Packed house for quantum computing
Interest in the future of quantum computing drew a capacity crowd, with many waiting just outside the doors for a chance to hear from national laboratory leaders, including Nathan Wiebe of PNNL. After opening remarks from Travis Humble, from Oak Ridge National Laboratory’s Quantum
Computing Institute, Wiebe outlined opportunities for the national laboratories to make significant contributions to the development of what many observers expect to be a major thrust for the computing industry globally over the coming decades. Wiebe stressed the need for new materials that make quantum processing more stable and reliable. The national laboratories have a lot to contribute to materials, algorithm development for quantum systems, and adapting existing algorithms to quantum computing frameworks.
The influence game
Anyone versed in digital communications understands that some people have way more influence than others on social behavior and trends. Tracking influencers online has become an industry unto itself. Now, PNNL computer scientists, in collaboration with Washington State University, NVIDIA, and IBM, have developed a method called cuRipples that uses influencer principles to converge on solutions to huge large-scale computational problems up to 790 times faster than current methods.

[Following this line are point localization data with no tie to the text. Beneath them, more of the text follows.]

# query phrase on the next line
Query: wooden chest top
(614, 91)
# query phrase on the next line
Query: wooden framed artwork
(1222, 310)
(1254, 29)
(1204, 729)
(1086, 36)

In an invited talk at the NVIDIA industry booth in the SC19 exhibition hall, Marco Minutoli, a PNNL computer scientist, explained that cuRipples combines graph analytics with an understanding of which data are the most important “influencers.” In under a minute of compute time on a supercomputer, cuRipples can converge on a solution to a complex problem, such as how to contain the impact of airport traffic delays. A similar problem run on a supercomputer without cuRipples typically takes an entire day to converge on a similar solution. While the method is now in the testing phase, Minutoli says, “if we could converge on a reliable solution in under a minute, we could begin to use this as an interactive tool. And then we can ask and answer new questions in ways that begin to be practical for solving complex problems like analyzing transportation networks in real time.”